This is a part of a course assignment I did in my sixth semester at IIT Guwahati in the course Implementation of Programming Languages Lab. It uses Flex for lexical analysis, Bison for syntax and semantic analysis, and finally the generated quad array (three address code) is converted to the target x86-64 assembly by the C++ program.
NanoC is a subset of C with most of its core features, designed to ease up the assignment (making a compiler for C with all its details and intricacies would be too much and would take a lot more time than half a semester). It includes, among other things, support for
- pointers,
- 1D arrays,
- boolean expressions,
- functions (with support for recursive calls),
- iterative statements (for loop),
- conditional statements (if-else) and
- separate function scopes.
Assignment3 contains the entire description of NanoC (with its Lexical Grammar and Phase Structure Grammar).
Before we begin lets take a note of the parts this compiler is made up of: first we have the Lexer, then the Parser, and finally the C++ Program containing auxiliary data structures including the Symbol Table and the Quad Array. Now lets talk about the process of compilation.
The first step in the compilation process is generation of “tokens” from the source code by the lexer, which are then fed into the parser.
The lexer reads the source code character by character. Many characters hold special significance in the language's lexical specification, such as semicolons, braces, or keywords. Additionally, there are user-defined elements like identifiers, which include variable names and function names. However, the compiler's main concern is generating the assembly code, not the exact names of these elements.
To simplify the representation of these elements, the lexer combines them into single entities known as "tokens." Tokens consist of three main components: a name, a value, and an ID. The name provides a human-readable description of the token, while the value represents the specific sequence of characters it represents. Meanwhile, the ID is an integer assigned to the token by the compiler. By reducing these language elements to tokens, the compiler can treat them uniformly. As long as tokens for different keywords like "if" and "while" are assigned distinct IDs, the compiler can effectively carry out its tasks.

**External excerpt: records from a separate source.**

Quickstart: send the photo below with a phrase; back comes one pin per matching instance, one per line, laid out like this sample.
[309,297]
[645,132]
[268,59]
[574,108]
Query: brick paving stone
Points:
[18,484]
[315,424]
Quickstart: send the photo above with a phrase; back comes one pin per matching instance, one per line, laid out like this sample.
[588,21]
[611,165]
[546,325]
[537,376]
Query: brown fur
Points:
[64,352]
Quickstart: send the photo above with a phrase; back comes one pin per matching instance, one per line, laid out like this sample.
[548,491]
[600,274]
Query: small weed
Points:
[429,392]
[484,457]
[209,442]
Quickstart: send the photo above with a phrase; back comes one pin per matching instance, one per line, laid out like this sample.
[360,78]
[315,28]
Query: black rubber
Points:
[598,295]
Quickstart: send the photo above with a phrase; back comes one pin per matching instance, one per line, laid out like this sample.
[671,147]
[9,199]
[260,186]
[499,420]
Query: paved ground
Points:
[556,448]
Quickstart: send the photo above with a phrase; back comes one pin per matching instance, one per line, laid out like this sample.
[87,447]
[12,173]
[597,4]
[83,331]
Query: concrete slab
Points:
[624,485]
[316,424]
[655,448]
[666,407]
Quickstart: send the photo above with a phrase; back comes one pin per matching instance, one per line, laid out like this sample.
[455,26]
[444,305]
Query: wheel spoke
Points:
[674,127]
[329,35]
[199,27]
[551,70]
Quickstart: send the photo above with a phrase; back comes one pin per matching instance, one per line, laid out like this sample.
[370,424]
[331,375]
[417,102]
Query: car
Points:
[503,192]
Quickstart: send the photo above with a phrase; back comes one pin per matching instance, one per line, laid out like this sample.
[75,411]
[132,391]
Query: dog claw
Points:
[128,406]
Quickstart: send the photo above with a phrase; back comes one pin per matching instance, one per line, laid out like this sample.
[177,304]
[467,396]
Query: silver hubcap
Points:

Lexers are DFAs. Flex generates the code for us, we just have to provide it with the lexical structure of the language.
The lexical structure is provided in the .l
file as a bunch of regex. Whenever certains patterns are met, the lexer generates a token for the same. This can be done either in a single run where the lexer goes through the entire file and generates all the tokens, or it can be done interactively (which is what's done in this implementation) where the parser calls the lexer repeatedly to provide it with a single token that the parse then processes.
Paarser takes up those tokens and translates them to un-optimized instructions, stored in a data structure called the "quad array". There's also a symbol table that keeps track of all the indentifiers (variable and funcitons names, and various temporary variables created by the parser). The C++ Program provides with methods to do operations over these data structures, and the parser, as it sees a specific sequence of such tokens, executes certain actions that in the end fills up the quad array and the symbol table. From there, the C++ Program picks over and use it to generate teh assembly code.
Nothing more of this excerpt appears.